Machine Learning a synonym for the induction of artificial intelligence algorithms with just about everything that has to do with data, is the next evolutionary step in the digital transformation of the world, as a whole.
While from a modernity point of view it may be seen as desirable to get with machine learning and accelerate corporate processes to integrate its methods, what really makes it imperative is the sheer accumulation of data that is already occurring naturally.
In the automotive industry connected cars can produce up to 25 gigabytes of date for every hour of operation. A Digital Universe study, sponsored by EMC, recently predicted that by 2020 there will be 5,200 GB of data for every man, woman and child on the planet. Even if your company is doing fine at the moment, ambling along on the quality of its legacy processes, it is clear that the road it is travelling on is changing under its feet.
When data informs every decision and is baked into every product hoping to wing it on legacy processes that worked last century is a strategy that is doomed to fail. More than that its faults will become apparent at later stages in the production or sales process where they adversely impact the bottom line. By then the wiggle room for experimentation and innovation will have disappeared and you’d be facing the “back against the wall” syndrome where every action as well as every inaction will be critical to the company’s future viability.

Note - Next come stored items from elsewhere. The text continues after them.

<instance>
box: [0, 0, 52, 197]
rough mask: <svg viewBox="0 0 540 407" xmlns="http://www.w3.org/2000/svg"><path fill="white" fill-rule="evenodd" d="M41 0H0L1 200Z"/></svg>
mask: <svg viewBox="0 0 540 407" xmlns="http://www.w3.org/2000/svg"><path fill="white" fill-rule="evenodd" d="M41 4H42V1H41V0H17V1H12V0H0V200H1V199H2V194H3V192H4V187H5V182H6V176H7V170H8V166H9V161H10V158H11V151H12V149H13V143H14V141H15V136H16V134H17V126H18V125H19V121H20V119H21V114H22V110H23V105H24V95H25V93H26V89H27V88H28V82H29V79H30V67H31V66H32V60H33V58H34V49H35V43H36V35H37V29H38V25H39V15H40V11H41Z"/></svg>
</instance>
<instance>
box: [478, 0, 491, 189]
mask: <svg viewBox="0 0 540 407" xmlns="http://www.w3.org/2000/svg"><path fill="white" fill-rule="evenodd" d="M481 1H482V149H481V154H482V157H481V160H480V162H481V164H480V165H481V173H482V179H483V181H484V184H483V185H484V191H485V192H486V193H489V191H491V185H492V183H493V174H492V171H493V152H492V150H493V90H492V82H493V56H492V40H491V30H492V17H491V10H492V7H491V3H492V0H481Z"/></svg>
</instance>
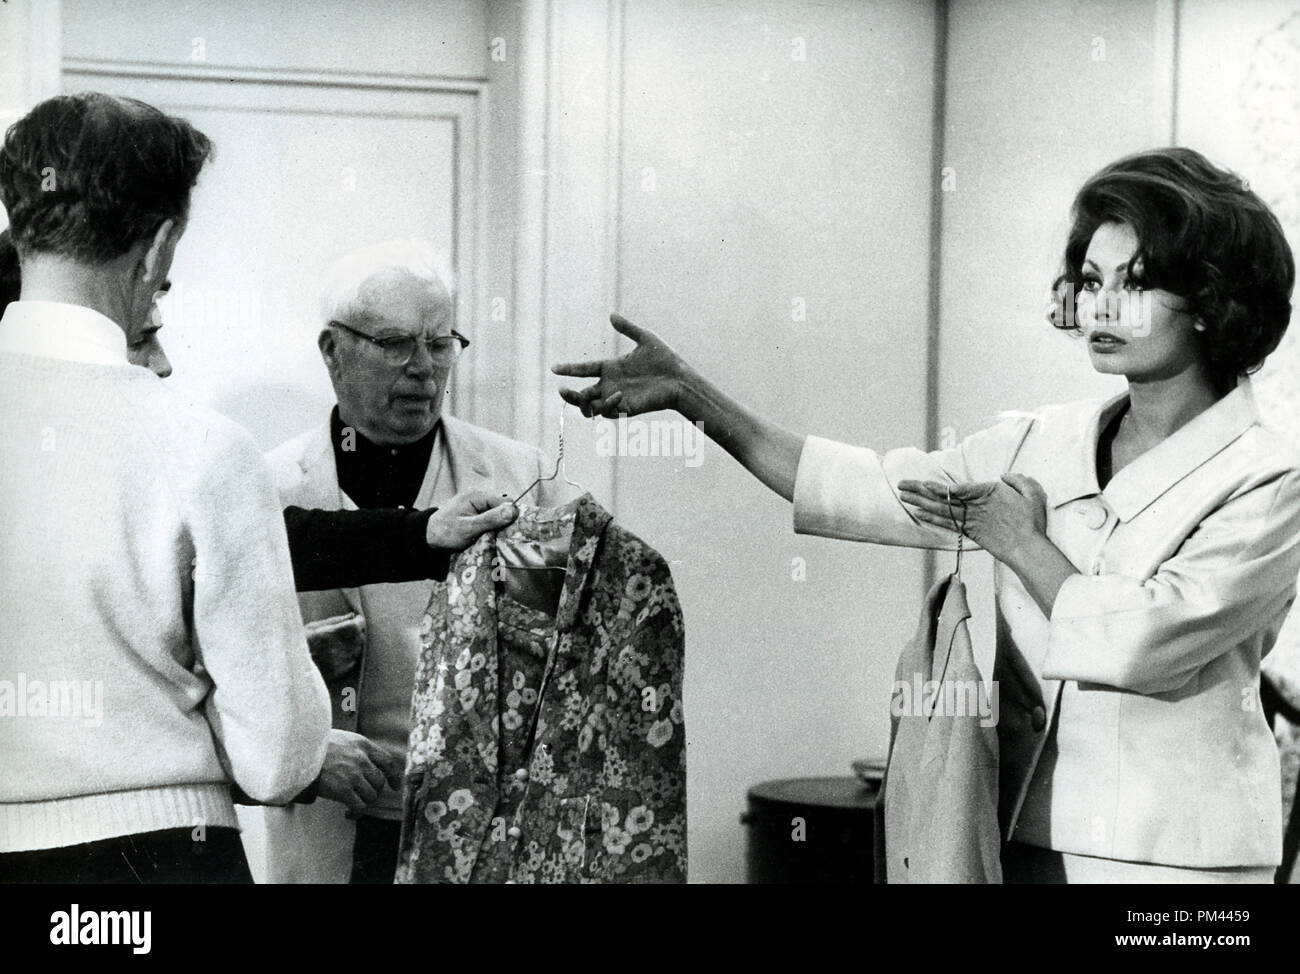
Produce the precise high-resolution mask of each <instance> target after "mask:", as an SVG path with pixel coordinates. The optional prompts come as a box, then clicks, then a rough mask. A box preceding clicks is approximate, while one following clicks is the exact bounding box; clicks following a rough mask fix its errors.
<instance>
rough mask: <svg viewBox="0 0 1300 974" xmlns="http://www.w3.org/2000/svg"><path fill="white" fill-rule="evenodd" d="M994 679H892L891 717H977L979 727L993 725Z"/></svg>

Data Mining and Customer Relationships
There are of course ways out of this. Companies that look at this changing roadmap and understand its challenge are already repositioning themselves to take advantage of the new deluge of data that they can now tap into and see the new patterns it reveals. In the not too-distant past, marketing personas allowed a company sales director to create marketing campaigns that passably addressed the personality profile of the company’s targeted audience.
This led to a sense that the company understood customer needs and it created a connection with its audience which is how it found its customers. The better representative of its potential customer the marketing persona construct was, the closer was the connection and relationship between the company and its public.
It was all guesswork of course, but it was also a technique that worked well enough when customers were pigeonholed in narrow demographics and had access to relatively few channels of information. This no longer works in an age where customers are more mobile in the classification they inhabit and expect the companies they deal with to have at least as much access to data devices as they themselves do.
This is why the change is really happening. From Amazon’s relatively faceless always-on, online presence to car manufacturers running massive, largely robotic factories, to driverless cars, to mobile phone companies, to supermarkets data mining is changing the understanding of the customer relationship and it is creating companies that are more responsive to customer needs.
When we have the data necessary to truly understand what a customer needs we are then in a better position to also predict when they would need something and why. That’s when the true magic happens.
The transformation of companies in this new landscape takes a form that looks a little like this:
- Data with everything (every decision as well as suggestion is now backed by data as opposed to hunches)
- Data flows freely (there are no more silos within the organization. Departments collect, classify and share information across the whole company. The company collects, assesses, classifies and shares information that is valuable to its customers, with them.)
- Usability informs everything (when there is data available, everything that is implemented has a clear reason for its implementation. That includes products and services).
- Data is a connective thread (It directly links a company’s intent and mission with the needs, wants and intents of its customer base).
The biggest change the incessant data flow makes imperative however is the one that is perhaps the least visible: In order to adapt and evolve companies need to change internally. Their internal structures of command and control, trust and responsibility have to transform into more interconnected ones that closely mirror that of their client base. Those that fail to grasp this and try to apply data mining as a patch to an existing legacy structure will not be around to see the end of this century.